小説 川崎サイト

 

今日は一日雨ですよ

 
「今日は一日中雨ですよ」と藤沢は馴染みの店を出るとき、店の人から言われた。
 店の人としては「有り難うございました」だけよりも、そういう一言をおまけしたかったのだろう。買ったものにはおまけは付いてこなかったが、そういう店ではない。またそういう商品ではない。
 タバコのように値段は決まっており、ワンカートン買えばライターのおまけが付く程度。しかし、その店はそんな商品ではない。
 商品のことよりも藤沢は雨が気になった。店の人からそう言われたため。
 よくある、ひと言かもしれない。
 来るときも雨だが、小雨。大したことはないが、やみそうでやまない。だから一日中雨で、諦めるしかない。しかし藤沢は雨が降っても今日は困ることはないので、あまり影響はない。
 しかし「今日は一日中雨ですよ」が、どうも気になる。雨ではなく、別のことで。
 一日中何々ですよ、となる。
 何かが一日中続くという意味で、雨のようにずっと降っているもの。何だろうかと、そんなところへ入り込もうとしていた。

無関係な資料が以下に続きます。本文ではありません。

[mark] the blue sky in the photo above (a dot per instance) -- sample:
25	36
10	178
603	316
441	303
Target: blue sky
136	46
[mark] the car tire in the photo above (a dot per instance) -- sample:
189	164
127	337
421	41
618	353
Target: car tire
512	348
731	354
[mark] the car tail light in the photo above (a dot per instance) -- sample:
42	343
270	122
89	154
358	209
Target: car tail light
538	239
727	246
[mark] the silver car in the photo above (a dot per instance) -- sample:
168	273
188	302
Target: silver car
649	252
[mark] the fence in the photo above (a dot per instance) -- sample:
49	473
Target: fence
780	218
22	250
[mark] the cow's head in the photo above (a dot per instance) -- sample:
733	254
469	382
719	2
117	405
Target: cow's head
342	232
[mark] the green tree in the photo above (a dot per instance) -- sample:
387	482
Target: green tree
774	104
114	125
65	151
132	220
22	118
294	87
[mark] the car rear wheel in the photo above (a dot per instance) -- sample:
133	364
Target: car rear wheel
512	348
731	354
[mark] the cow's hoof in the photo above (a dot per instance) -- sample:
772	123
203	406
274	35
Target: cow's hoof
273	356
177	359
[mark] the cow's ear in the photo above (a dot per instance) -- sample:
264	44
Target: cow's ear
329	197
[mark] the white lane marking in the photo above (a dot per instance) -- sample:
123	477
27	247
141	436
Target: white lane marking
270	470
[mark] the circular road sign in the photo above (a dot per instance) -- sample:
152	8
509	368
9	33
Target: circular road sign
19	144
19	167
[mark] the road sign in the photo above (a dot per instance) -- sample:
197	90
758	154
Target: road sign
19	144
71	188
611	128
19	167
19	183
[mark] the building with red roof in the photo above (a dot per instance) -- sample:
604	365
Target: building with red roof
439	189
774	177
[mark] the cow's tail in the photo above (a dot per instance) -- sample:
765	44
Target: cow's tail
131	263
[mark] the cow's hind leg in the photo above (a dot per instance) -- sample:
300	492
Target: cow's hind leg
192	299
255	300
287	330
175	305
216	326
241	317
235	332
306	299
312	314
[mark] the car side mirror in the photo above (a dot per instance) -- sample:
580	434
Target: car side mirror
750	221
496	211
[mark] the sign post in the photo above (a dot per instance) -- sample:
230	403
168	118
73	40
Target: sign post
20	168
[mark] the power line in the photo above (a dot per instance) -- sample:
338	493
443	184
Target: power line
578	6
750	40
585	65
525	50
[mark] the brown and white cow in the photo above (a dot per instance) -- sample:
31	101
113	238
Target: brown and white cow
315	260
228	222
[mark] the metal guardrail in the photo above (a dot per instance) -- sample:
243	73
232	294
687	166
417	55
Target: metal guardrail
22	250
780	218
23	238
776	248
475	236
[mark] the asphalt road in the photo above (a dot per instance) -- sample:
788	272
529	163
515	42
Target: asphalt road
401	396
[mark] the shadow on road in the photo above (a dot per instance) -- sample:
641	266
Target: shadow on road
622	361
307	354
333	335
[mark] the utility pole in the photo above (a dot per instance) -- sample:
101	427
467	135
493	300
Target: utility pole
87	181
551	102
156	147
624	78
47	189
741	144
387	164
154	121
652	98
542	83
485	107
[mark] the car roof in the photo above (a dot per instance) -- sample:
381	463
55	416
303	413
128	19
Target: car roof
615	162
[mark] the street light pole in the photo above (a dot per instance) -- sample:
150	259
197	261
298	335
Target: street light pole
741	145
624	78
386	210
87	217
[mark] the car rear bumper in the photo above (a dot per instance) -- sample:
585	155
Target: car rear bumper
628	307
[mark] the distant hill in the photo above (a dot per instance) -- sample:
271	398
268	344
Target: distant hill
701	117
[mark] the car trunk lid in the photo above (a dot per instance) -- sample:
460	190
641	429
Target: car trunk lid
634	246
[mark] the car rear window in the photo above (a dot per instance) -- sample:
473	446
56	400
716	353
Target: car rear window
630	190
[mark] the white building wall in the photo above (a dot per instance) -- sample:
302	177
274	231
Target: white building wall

すぐには思い浮かばない。
「今日は一日鬱陶しいですよ」に近いものかもしれない。
 だが、心当たりはない。別に今日は鬱陶しいことはない。天気は鬱陶しいが、それ以上のものではない。
 だが「今日は一日何々ですよ」が気になる。雨なら問題はないが、何々になると、分からない。心当たりがないことを探すのだから、手掛かりがない。だから探しようもない。
 ただの挨拶のような言葉。気に掛ける内容ではない。雨しか差していないのだから。
 しかし、藤沢は別のものを差しているように思われてならない。「今日も一日」が気になる。
 今日の予定、それは決まっている。昨日と同じことをやるだけ。この状態と、一日雨の状態がどう重なるのだろう。
 店屋からの戻り道、濡れた歩道を歩く藤沢。
 濡れた路面。排水溝の鉄の蓋が光っている。余程のことがない限り、滑らないだろう。いくつものレールが走っているようになった蓋に自転車のタイヤが入り込んで滑ったことはあるが、徒歩なら大丈夫だろう。
 帰り道、何かと遭遇し、鬱陶しいことになるのだろうか。
「今日は一日雨ですよ」は予言ではない。店の人はそんな予言を吐いたわけではない。ただの挨拶。
 素直に受け取れば、聞き流してもいい言葉。挨拶なのだから。
 しかし「今日は一日雨ですよ」が尾を引く。
 そして一日が終わり、寝る前。藤沢はもうそのことは忘れていたのだが、今日あったことを寝る前に思い出すのが癖。
「今日は一日雨ですよ」は当たっていた。まだ雨はやんでいない。
 やはり、それ以上の奥はなかったようだ。というより、最初からなかったのだから。